Re:What do you want out of life? CoryL: I don't want anything out of life. Life doesn't owe me anything.
That said, I want to show life who I am and what I bring to the table.
I want life to know that despite being knocked down hard by my stbxw cheating on me, I have gotten back up and I am still here.
I want life to know that I am successful with my business and I will continue to be.
I want life to know that I will find love again and it will be deep and true.
I want life to know that once I find that love, I want children and will raise them as a good father.
I want life to know that I am thankful for what I have and who I am and that I wouldn't change anything that has happened for my own self-satisfaction. I'm playing the cards I was dealt as best I can.
Cory
Re:What do you want out of life? tarasan: Success used to be the most highly motivating factor for me thinking that would make the family happy. Then I had a nervous breakdown from working too much and realized I had to totally restructure my way of thinking and picked up Anthony Robbins book Awaken The Giant Within. Now I know some people may not believe in these types of books but he has a way of pointing out values and deciding in what order to place them.
Love became my first one, towards my family and as many people as I could reach.
Intimacy became number two
Passion number three
Adventure number four
Health five
Comfort six
and you get the idea. I found that by doing this and practicing it a little like an assignment things sort feel more into place and I felt a hell of a lot better. I am totally in love with my family and appreciate my wife so much more. Taken time with the kids to fun and silly stuff, got involved with meaningful charities that have made me feel wonderful to be helping people/children that really need it. Listening, getting passionate and discussing with people ideas, thoughts everything. But then my wife lowered a bombshell about leaving me a few days ago and right now I seem to have regressed to a point where this is the worst I feel.

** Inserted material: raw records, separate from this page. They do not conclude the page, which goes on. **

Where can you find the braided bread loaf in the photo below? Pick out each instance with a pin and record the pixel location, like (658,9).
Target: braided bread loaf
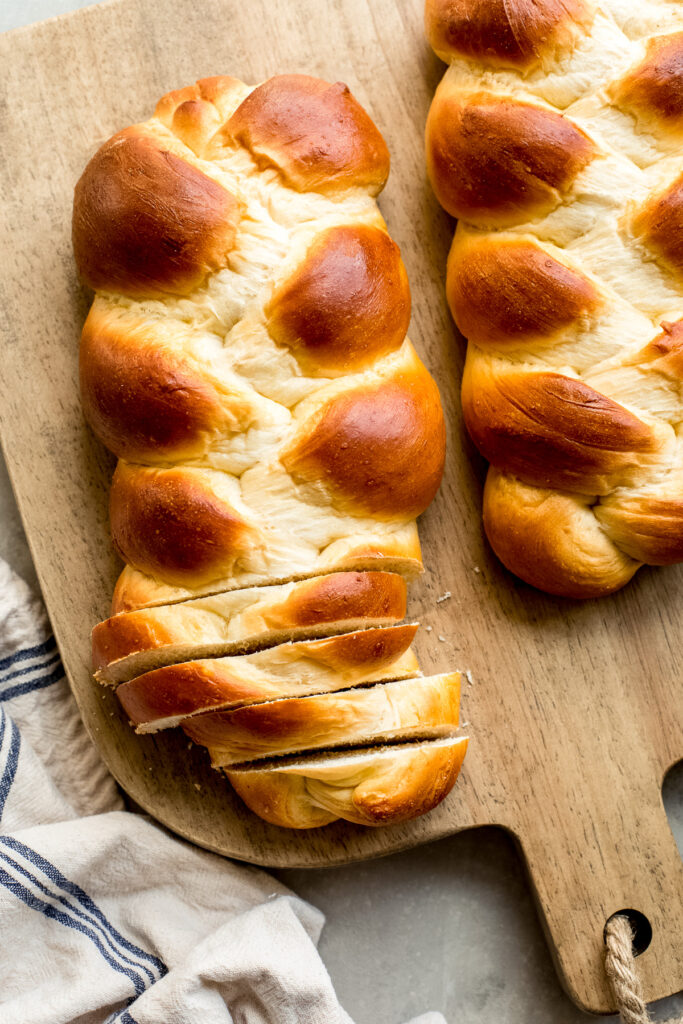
(246,358)
(554,138)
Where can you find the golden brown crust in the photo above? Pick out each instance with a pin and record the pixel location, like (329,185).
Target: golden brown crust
(147,221)
(169,522)
(368,786)
(315,134)
(162,697)
(551,540)
(647,526)
(559,160)
(552,430)
(346,305)
(653,90)
(379,448)
(411,709)
(507,292)
(142,397)
(245,619)
(659,223)
(496,161)
(519,34)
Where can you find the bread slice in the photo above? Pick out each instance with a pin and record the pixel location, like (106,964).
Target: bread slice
(412,709)
(162,698)
(131,643)
(380,785)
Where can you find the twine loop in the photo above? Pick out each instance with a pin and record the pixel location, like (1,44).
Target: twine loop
(621,969)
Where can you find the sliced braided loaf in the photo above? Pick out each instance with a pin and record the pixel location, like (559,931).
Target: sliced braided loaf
(246,358)
(555,137)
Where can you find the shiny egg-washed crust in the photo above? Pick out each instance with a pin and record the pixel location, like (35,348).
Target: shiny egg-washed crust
(554,137)
(162,698)
(135,642)
(412,709)
(374,786)
(246,354)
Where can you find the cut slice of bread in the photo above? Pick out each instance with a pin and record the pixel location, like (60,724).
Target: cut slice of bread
(370,786)
(411,709)
(131,643)
(164,697)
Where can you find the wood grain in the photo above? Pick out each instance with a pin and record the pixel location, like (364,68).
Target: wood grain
(575,710)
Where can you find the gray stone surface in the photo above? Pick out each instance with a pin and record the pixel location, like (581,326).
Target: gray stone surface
(450,926)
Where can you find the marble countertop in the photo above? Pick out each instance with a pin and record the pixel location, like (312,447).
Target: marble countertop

To try and pull out of this is going to be the hardest thing but I think that is why values and plans have to be constantly reevaluated so that you can keep yourself up because if you do that you will be a great person for all those around you especially your kids. Right now I am not that person and even if I tell myself that the most important people are my children (and don't get me wrong they are but in a different way) it has to be you as the most important person (in a positive way of course) and that way every time you are around or doing things with your kids and family it becomes so memorable for them because focusing on the positive side of yourself really extends into doing everything for or with them into the most wonderful experiences each and every time. Sorry for blathering so much and probably reiterating but to have come so far and be knocked down to below rock bottom makes you think a little excessively.